Õnne 13 is an Estonian dramatic TV series that airs on ETV. The series first aired on 30 October 1993 and was written by Astrid Reinla and as of 1996 by Teet Kallas. Since 1997, the series is produced by BEC (Balti Video OÜ), which has also produced Pehmed ja Karvased, Kodu keset linna, and Ohtlik lend.

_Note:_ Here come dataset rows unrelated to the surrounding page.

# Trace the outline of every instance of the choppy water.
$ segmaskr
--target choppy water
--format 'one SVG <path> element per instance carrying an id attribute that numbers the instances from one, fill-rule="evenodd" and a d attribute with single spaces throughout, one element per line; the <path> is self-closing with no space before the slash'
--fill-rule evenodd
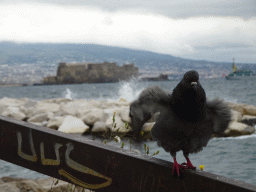
<path id="1" fill-rule="evenodd" d="M 51 98 L 118 100 L 121 97 L 132 101 L 147 86 L 158 85 L 166 91 L 172 91 L 178 81 L 168 82 L 137 82 L 136 80 L 107 84 L 79 84 L 28 87 L 1 87 L 0 98 L 23 98 L 44 100 Z M 227 81 L 224 79 L 202 80 L 206 95 L 209 99 L 222 98 L 234 103 L 256 105 L 256 82 L 253 80 Z M 128 141 L 126 148 L 129 148 Z M 170 154 L 156 146 L 156 142 L 146 142 L 150 153 L 157 150 L 156 158 L 172 161 Z M 110 143 L 116 145 L 115 143 Z M 120 147 L 120 146 L 118 146 Z M 134 149 L 143 150 L 143 143 L 135 144 Z M 214 138 L 202 152 L 191 154 L 192 163 L 198 168 L 205 165 L 204 170 L 228 178 L 234 178 L 256 185 L 256 134 L 236 138 Z M 182 153 L 177 154 L 179 163 L 185 162 Z M 0 177 L 46 177 L 42 174 L 0 161 Z"/>

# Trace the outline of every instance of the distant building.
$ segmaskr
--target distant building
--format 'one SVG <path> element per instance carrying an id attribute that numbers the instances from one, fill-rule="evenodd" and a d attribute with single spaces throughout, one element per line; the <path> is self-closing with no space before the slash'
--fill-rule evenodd
<path id="1" fill-rule="evenodd" d="M 57 76 L 43 79 L 43 84 L 108 83 L 138 77 L 134 64 L 118 66 L 116 63 L 59 63 Z"/>

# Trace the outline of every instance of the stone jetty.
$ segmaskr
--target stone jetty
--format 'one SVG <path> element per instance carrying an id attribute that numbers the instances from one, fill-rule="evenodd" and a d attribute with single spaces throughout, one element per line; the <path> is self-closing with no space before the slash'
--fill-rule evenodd
<path id="1" fill-rule="evenodd" d="M 39 126 L 65 133 L 94 134 L 107 137 L 118 135 L 132 136 L 129 117 L 130 102 L 70 100 L 54 98 L 34 101 L 28 98 L 0 99 L 0 115 L 27 121 Z M 250 135 L 255 132 L 256 106 L 229 103 L 232 109 L 232 122 L 221 136 Z M 114 115 L 114 121 L 113 121 Z M 143 139 L 150 139 L 150 130 L 155 123 L 152 118 L 142 131 Z"/>

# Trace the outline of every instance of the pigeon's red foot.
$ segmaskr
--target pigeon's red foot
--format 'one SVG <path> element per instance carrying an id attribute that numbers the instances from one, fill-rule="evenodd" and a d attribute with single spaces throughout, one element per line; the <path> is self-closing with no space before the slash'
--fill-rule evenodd
<path id="1" fill-rule="evenodd" d="M 192 165 L 190 159 L 189 159 L 189 158 L 186 158 L 186 159 L 187 159 L 187 163 L 182 163 L 181 166 L 183 166 L 184 169 L 193 169 L 193 170 L 195 170 L 196 167 L 194 167 L 194 166 Z"/>
<path id="2" fill-rule="evenodd" d="M 175 174 L 175 172 L 177 173 L 178 176 L 180 176 L 180 170 L 179 168 L 184 169 L 183 166 L 181 166 L 180 164 L 178 164 L 178 162 L 176 161 L 176 158 L 173 158 L 174 163 L 173 163 L 173 169 L 172 169 L 172 175 Z"/>

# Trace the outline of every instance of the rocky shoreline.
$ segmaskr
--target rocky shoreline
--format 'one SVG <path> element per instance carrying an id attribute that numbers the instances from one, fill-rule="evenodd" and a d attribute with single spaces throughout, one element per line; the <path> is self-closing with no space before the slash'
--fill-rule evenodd
<path id="1" fill-rule="evenodd" d="M 28 98 L 4 97 L 0 99 L 0 115 L 66 133 L 93 134 L 103 137 L 108 137 L 111 134 L 112 136 L 131 137 L 133 133 L 132 127 L 129 126 L 129 106 L 130 102 L 124 99 L 115 102 L 66 98 L 34 101 Z M 232 109 L 232 122 L 221 136 L 253 134 L 256 125 L 256 106 L 235 103 L 229 103 L 229 106 Z M 143 126 L 142 139 L 150 139 L 150 130 L 154 121 L 153 117 Z M 0 178 L 0 192 L 73 191 L 73 189 L 71 190 L 72 185 L 67 182 L 58 181 L 58 184 L 52 187 L 53 183 L 51 177 L 36 180 L 3 177 Z M 83 191 L 83 189 L 76 187 L 74 191 Z M 90 190 L 84 191 L 89 192 Z"/>
<path id="2" fill-rule="evenodd" d="M 70 100 L 55 98 L 34 101 L 28 98 L 0 99 L 0 115 L 27 121 L 39 126 L 65 133 L 132 136 L 129 117 L 130 102 L 119 101 Z M 223 135 L 250 135 L 255 132 L 256 106 L 229 103 L 232 109 L 232 122 Z M 113 115 L 115 114 L 114 122 Z M 128 124 L 127 124 L 127 123 Z M 150 130 L 155 123 L 154 117 L 142 128 L 142 139 L 151 139 Z"/>

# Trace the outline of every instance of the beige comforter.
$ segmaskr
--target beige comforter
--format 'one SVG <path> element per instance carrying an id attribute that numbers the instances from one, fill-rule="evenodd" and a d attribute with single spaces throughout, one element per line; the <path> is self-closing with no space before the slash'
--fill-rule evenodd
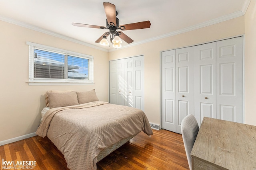
<path id="1" fill-rule="evenodd" d="M 94 102 L 49 110 L 36 133 L 46 135 L 60 150 L 70 170 L 96 169 L 105 148 L 141 131 L 152 130 L 138 109 Z"/>

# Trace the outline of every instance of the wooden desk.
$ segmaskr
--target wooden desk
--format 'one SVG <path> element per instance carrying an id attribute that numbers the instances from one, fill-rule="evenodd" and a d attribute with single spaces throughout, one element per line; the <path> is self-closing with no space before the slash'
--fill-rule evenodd
<path id="1" fill-rule="evenodd" d="M 191 154 L 192 169 L 256 170 L 256 126 L 204 117 Z"/>

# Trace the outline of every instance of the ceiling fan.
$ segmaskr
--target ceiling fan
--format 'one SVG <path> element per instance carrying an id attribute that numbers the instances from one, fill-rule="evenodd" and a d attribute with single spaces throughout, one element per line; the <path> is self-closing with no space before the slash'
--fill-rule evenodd
<path id="1" fill-rule="evenodd" d="M 103 2 L 103 6 L 105 12 L 107 17 L 106 26 L 94 25 L 83 23 L 72 23 L 72 25 L 78 27 L 87 28 L 99 28 L 103 29 L 108 29 L 109 31 L 104 33 L 100 37 L 95 43 L 100 43 L 103 45 L 108 45 L 109 44 L 106 37 L 110 35 L 110 41 L 113 44 L 113 47 L 116 48 L 121 47 L 122 40 L 120 38 L 129 44 L 133 42 L 130 38 L 120 31 L 130 30 L 132 29 L 142 29 L 148 28 L 150 27 L 150 22 L 149 21 L 144 21 L 127 24 L 119 25 L 119 20 L 116 17 L 118 13 L 116 11 L 116 6 L 109 2 Z"/>

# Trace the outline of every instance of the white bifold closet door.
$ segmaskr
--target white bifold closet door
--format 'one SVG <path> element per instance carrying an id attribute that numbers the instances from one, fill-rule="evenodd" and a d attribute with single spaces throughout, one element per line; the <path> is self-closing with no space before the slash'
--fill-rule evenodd
<path id="1" fill-rule="evenodd" d="M 144 110 L 144 56 L 110 61 L 109 101 Z"/>
<path id="2" fill-rule="evenodd" d="M 161 55 L 162 128 L 176 132 L 176 51 Z"/>
<path id="3" fill-rule="evenodd" d="M 216 118 L 243 123 L 243 37 L 216 43 Z"/>
<path id="4" fill-rule="evenodd" d="M 194 116 L 216 118 L 216 42 L 194 47 Z"/>
<path id="5" fill-rule="evenodd" d="M 183 118 L 194 114 L 194 48 L 176 50 L 176 132 Z"/>
<path id="6" fill-rule="evenodd" d="M 243 123 L 243 39 L 161 53 L 162 129 L 180 133 L 189 114 Z"/>

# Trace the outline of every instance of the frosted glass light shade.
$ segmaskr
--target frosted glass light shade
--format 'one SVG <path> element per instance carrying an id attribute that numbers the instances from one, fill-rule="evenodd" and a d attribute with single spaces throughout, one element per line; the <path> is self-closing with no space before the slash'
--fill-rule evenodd
<path id="1" fill-rule="evenodd" d="M 102 45 L 109 45 L 109 43 L 107 40 L 107 37 L 105 35 L 103 35 L 103 38 L 102 38 L 102 39 L 101 40 L 100 42 L 100 44 Z"/>

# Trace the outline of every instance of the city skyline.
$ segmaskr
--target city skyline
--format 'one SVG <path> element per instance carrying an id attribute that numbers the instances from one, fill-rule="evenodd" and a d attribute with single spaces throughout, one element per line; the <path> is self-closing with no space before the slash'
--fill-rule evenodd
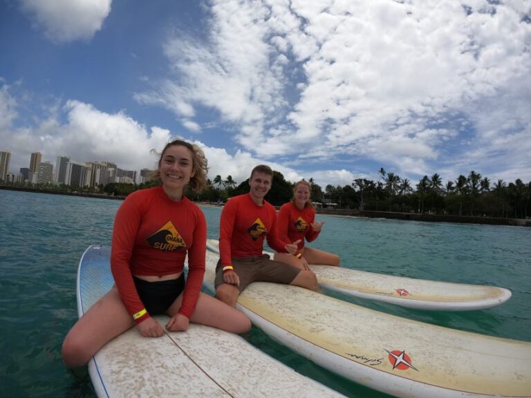
<path id="1" fill-rule="evenodd" d="M 0 142 L 15 169 L 152 169 L 182 137 L 211 179 L 528 181 L 530 37 L 529 1 L 2 2 Z"/>
<path id="2" fill-rule="evenodd" d="M 8 153 L 9 155 L 6 156 Z M 24 181 L 29 180 L 34 183 L 51 183 L 53 182 L 66 184 L 93 187 L 111 182 L 128 181 L 131 183 L 141 182 L 145 169 L 124 170 L 109 160 L 92 162 L 76 162 L 68 156 L 57 156 L 55 163 L 42 160 L 42 153 L 32 152 L 28 167 L 21 167 L 17 171 L 11 169 L 10 159 L 11 151 L 0 151 L 0 180 L 7 180 L 6 176 L 13 175 L 13 178 Z M 84 170 L 80 170 L 80 167 Z M 87 174 L 88 173 L 88 174 Z M 71 181 L 72 175 L 75 174 L 75 180 Z M 6 176 L 4 176 L 6 174 Z M 28 176 L 29 174 L 29 176 Z M 21 177 L 19 177 L 21 176 Z M 111 180 L 115 180 L 111 181 Z M 118 181 L 115 180 L 118 179 Z"/>

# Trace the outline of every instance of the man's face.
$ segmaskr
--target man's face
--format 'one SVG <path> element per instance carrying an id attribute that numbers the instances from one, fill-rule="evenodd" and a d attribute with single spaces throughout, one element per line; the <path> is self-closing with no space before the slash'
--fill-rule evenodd
<path id="1" fill-rule="evenodd" d="M 263 200 L 271 189 L 271 176 L 255 171 L 249 179 L 249 185 L 251 187 L 250 193 L 254 200 Z"/>

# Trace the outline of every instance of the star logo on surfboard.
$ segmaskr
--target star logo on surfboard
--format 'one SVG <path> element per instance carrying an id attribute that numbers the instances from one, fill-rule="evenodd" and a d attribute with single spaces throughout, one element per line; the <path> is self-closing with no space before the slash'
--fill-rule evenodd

The series takes place in the fictional town of Morna and features an ensemble cast.

==Cast==

| Character | Played by |
|---|---|
| Alma Saarepera | Helgi Sallo |
| Allan Peterson | Raivo E. Tamm |
| Mare Peterson | Anne Veesaar |
| Laine Rosenkampf-Jägerfreund | Luule Komissarov |
| Kristan Rosenkampf-Jägerfreund | Väino Aren |
| Jaanus Peterson | Ott Aardam |
| Jane Peterson | Maarja Jakobson |

==Viewership==

| Date | Pos.^{1} | Viewers | %^{2} |
|---|---|---|---|
| June 2017 | 2 | 320,123 | 21.9 |
| April 2009 | 1 | 240,000 | 18.7 |
| January 2009 | 2 | 248,000 | 22.5 |
| October 2008 | 3 | 231,000 | 17.9 |
| May 2008 | 10 | 161,000 | 12.5 |
| November 2007 | 4 | 223,000 | 17.3 |
| April 2006 | 2 | 219,000 | 16.9 |
| January 2006 | 4 | 232,000 | 17.7 |
| October 2005 | 2 | 217,000 | 16.6 |
| April 2008 | 2 | 232,000 | 17.8 |
| October 2004 | 3 | 247,000 | 18.1 |
| March 2003 | 4 | 273,000 |  |
| December 2002 | 22 | 210,000 | 18.8 |
| November 2001 | 7 | 226,000 | 19.3 |
| February 2001 | 6 | 272,000 | 23.3 |

^{1} Position in Estonia's viewership.
^{2} Percentage of total Estonian viewership watching.
From TNS Emor's Estonian TV polling.